LlamaBridge is the main multiplatform entry point for GGUF-based language models in Llamatik. It exposes a compact API for:

  • text generation
  • retrieval-friendly embeddings
  • streaming tokens
  • JSON and JSON Schema constrained output
  • generation parameter tuning
  • KV cache reuse and session persistence
  • model introspection (finetune type, chat template)
  • concurrent independent sessions via LlamaSession
  • Multi-Token Prediction (MTP) for faster speculative generation

Under the hood, the actual implementation is platform-specific, but the public API stays the same.

Platform support#

Current support in the library code:

  • Android: supported
  • iOS: supported
  • JVM / Desktop: supported
  • WASM: text generation is supported, but embeddings and KV session persistence are currently not available, and synchronous generateContinue() is not supported in worker-only mode

Model path helper#

fun getModelPath(modelFileName: String): String

This returns a platform-usable path for a model file.

Typical usage:

val modelPath = LlamaBridge.getModelPath("qwen2.5-0.5b-instruct-q4_k_m.gguf")

Use this when your app stores or ships models differently across platforms and you want one common entry point before initialization.

Embeddings API#

fun initEmbedModel(modelPath: String): Boolean
fun embed(input: String): FloatArray

initEmbedModel(modelPath)#

Loads a model for embeddings. Returns true on success.

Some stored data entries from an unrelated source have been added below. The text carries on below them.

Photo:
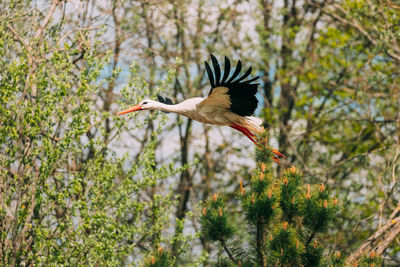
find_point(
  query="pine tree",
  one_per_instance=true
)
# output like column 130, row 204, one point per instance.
column 284, row 219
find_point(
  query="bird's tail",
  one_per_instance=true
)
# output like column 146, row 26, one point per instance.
column 254, row 124
column 252, row 129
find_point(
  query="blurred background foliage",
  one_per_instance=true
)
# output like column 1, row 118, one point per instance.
column 82, row 186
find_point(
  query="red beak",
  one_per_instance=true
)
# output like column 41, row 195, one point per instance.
column 134, row 108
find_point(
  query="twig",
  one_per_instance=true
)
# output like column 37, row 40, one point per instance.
column 380, row 240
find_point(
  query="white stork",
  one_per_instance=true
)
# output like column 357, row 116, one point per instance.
column 230, row 103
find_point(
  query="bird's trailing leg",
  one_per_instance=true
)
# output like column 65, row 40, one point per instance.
column 246, row 133
column 256, row 141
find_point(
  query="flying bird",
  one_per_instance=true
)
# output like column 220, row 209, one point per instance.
column 230, row 102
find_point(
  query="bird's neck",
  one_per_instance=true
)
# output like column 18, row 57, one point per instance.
column 183, row 108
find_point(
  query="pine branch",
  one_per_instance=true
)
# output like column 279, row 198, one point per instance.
column 260, row 250
column 227, row 251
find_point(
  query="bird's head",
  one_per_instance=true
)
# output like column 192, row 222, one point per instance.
column 146, row 104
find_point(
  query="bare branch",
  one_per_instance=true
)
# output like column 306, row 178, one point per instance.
column 380, row 240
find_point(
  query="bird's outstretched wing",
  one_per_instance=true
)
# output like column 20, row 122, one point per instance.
column 237, row 95
column 165, row 100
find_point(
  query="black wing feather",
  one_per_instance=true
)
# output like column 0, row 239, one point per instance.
column 210, row 75
column 244, row 75
column 236, row 73
column 242, row 93
column 217, row 70
column 227, row 69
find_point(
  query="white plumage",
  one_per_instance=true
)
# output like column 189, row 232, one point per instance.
column 229, row 103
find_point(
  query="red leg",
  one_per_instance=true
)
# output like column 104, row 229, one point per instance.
column 252, row 136
column 241, row 129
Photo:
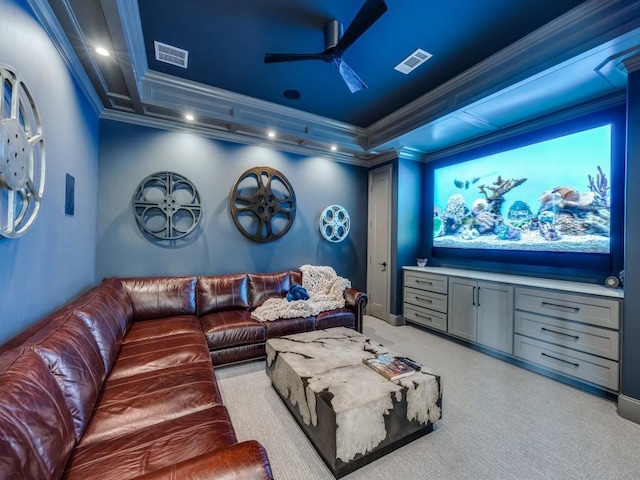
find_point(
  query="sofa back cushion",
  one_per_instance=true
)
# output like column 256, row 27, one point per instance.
column 71, row 353
column 222, row 292
column 159, row 297
column 36, row 429
column 107, row 312
column 267, row 285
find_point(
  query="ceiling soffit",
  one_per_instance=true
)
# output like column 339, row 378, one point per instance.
column 123, row 88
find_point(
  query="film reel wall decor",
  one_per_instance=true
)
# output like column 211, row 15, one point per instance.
column 334, row 223
column 167, row 206
column 22, row 162
column 263, row 204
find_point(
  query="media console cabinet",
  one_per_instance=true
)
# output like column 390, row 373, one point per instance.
column 562, row 328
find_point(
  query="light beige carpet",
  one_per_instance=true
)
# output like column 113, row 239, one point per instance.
column 499, row 422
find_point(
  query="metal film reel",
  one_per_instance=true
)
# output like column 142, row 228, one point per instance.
column 334, row 223
column 22, row 164
column 167, row 206
column 263, row 204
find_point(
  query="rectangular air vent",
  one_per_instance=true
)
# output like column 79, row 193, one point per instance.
column 169, row 54
column 413, row 61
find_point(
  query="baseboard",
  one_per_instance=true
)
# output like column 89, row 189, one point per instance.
column 629, row 408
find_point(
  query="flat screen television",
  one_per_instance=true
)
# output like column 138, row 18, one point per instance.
column 553, row 199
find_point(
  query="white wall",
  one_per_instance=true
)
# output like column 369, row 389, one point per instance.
column 55, row 259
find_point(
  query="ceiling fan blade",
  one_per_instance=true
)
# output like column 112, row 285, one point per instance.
column 292, row 57
column 350, row 77
column 369, row 13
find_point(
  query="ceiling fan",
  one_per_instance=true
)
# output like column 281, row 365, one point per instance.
column 335, row 45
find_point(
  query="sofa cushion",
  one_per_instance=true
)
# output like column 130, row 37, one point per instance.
column 241, row 353
column 232, row 328
column 341, row 317
column 267, row 285
column 287, row 326
column 152, row 448
column 150, row 329
column 158, row 297
column 143, row 400
column 106, row 310
column 157, row 353
column 72, row 354
column 36, row 428
column 222, row 292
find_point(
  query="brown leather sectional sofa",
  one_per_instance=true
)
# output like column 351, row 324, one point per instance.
column 120, row 384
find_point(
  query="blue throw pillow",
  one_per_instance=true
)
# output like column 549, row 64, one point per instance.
column 297, row 292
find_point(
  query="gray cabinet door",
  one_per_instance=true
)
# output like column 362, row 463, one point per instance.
column 495, row 316
column 462, row 308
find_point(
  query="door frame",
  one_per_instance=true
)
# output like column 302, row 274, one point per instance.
column 388, row 169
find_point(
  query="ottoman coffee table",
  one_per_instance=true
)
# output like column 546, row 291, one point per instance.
column 350, row 413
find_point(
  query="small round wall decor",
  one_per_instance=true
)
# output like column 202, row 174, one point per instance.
column 22, row 165
column 167, row 206
column 263, row 204
column 334, row 223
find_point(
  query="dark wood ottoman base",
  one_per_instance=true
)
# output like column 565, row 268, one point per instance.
column 351, row 414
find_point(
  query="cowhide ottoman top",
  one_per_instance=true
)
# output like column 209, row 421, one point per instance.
column 352, row 414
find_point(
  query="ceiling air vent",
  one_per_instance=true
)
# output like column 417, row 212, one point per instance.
column 413, row 61
column 169, row 54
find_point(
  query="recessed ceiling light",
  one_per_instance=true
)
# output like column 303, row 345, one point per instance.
column 292, row 94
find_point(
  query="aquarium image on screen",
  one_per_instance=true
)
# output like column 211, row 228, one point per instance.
column 551, row 196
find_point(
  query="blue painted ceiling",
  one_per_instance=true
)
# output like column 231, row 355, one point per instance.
column 227, row 41
column 496, row 65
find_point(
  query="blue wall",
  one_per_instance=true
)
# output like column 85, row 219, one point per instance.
column 129, row 153
column 55, row 259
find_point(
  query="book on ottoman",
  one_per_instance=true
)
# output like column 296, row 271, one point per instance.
column 392, row 368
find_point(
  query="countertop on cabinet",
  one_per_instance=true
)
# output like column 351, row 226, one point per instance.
column 576, row 287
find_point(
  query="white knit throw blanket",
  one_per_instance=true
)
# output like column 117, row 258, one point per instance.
column 326, row 292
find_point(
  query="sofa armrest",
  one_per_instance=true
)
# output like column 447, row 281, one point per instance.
column 246, row 461
column 356, row 300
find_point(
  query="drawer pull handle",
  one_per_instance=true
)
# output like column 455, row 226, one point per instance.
column 546, row 330
column 575, row 365
column 555, row 306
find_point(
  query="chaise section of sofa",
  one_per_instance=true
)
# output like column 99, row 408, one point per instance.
column 116, row 385
column 224, row 304
column 120, row 382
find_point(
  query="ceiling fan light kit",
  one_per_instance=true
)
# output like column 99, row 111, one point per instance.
column 336, row 44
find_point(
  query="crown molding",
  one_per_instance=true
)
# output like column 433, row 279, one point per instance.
column 169, row 123
column 49, row 22
column 236, row 110
column 580, row 29
column 612, row 100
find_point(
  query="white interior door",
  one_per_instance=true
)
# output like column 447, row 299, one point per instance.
column 379, row 239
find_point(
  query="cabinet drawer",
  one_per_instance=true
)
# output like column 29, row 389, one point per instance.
column 596, row 370
column 597, row 341
column 597, row 311
column 426, row 281
column 430, row 300
column 426, row 317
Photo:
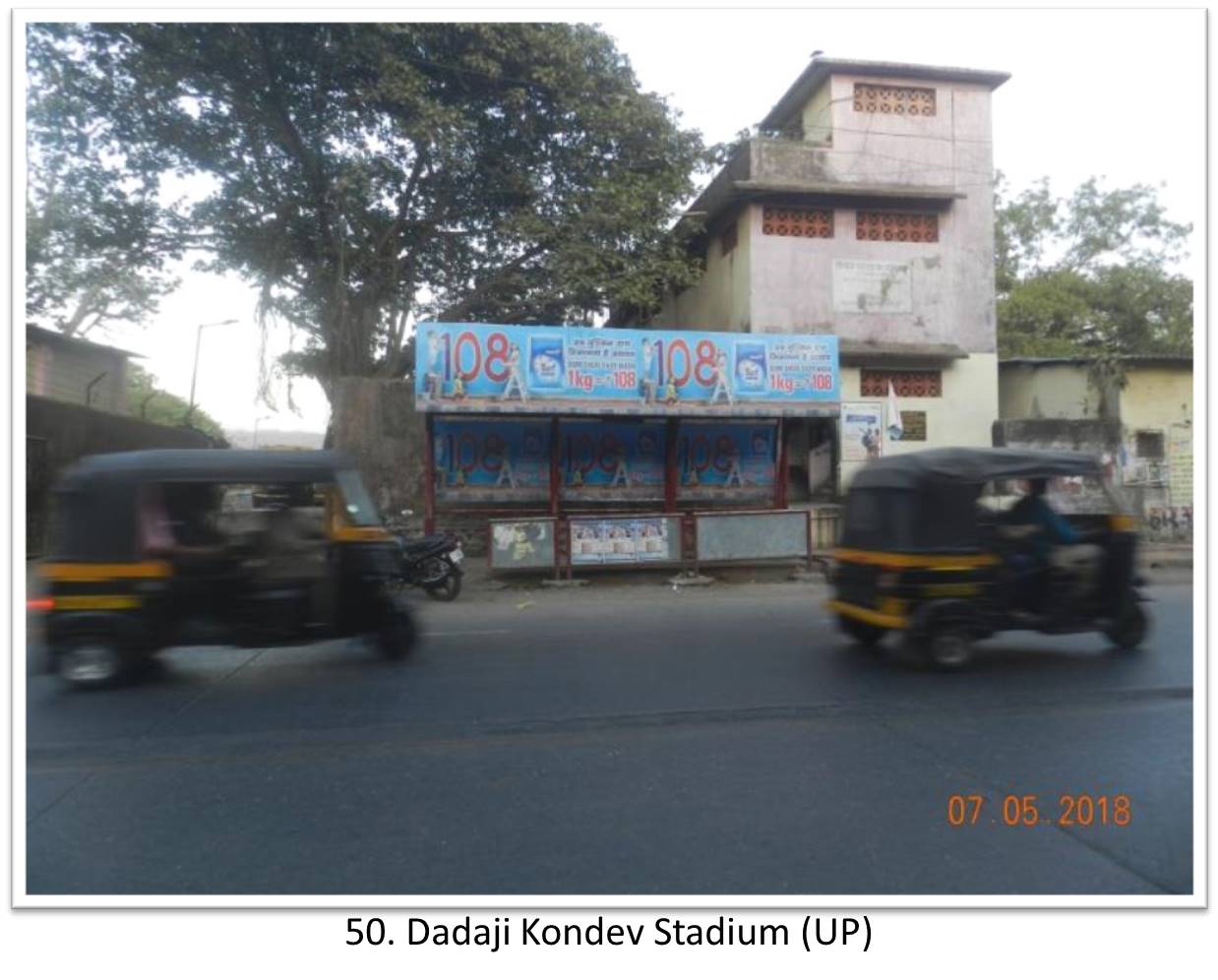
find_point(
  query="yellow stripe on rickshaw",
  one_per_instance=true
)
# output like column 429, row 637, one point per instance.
column 896, row 560
column 91, row 571
column 868, row 615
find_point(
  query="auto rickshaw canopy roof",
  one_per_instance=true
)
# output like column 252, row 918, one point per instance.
column 96, row 499
column 932, row 467
column 205, row 466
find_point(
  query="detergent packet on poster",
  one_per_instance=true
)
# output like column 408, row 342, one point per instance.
column 546, row 362
column 751, row 367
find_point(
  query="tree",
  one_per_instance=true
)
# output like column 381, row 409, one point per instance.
column 147, row 400
column 96, row 236
column 368, row 175
column 1089, row 276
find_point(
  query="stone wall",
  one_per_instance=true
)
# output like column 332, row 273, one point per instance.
column 1161, row 521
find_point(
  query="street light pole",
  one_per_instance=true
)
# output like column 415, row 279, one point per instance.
column 260, row 419
column 194, row 374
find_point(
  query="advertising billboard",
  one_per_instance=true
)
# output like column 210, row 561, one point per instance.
column 572, row 370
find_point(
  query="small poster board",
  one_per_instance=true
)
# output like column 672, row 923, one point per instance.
column 625, row 540
column 521, row 544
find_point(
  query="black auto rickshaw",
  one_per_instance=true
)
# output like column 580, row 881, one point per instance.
column 167, row 548
column 921, row 554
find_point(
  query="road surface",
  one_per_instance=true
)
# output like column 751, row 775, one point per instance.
column 623, row 740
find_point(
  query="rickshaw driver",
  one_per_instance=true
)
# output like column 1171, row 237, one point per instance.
column 1053, row 542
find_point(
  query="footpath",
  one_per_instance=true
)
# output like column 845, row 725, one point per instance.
column 1158, row 564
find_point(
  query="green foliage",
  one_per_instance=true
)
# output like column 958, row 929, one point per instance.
column 1089, row 276
column 147, row 400
column 367, row 174
column 96, row 237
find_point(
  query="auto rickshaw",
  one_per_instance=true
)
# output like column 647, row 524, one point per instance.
column 144, row 555
column 920, row 553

val ok = LlamaBridge.initEmbedModel(modelPath)
check(ok) { "Failed to initialize embedding model" }

embed(input)#

Computes a vector representation of the input text. This is useful for:

  • semantic search
  • document retrieval
  • clustering
  • reranking pipelines
  • PDF RAG and other retrieval workflows
val vector = LlamaBridge.embed("How do coroutines work?")
println("Embedding size = ${vector.size}")

Important notes:

  • Use the same embedding model for all vectors inside one index.
  • Initialize the embedding model before calling embed.
  • On WASM, embeddings are currently not implemented.

Generation model initialization#

fun initGenerateModel(modelPath: String): Boolean

Loads a generation model and prepares it for inference.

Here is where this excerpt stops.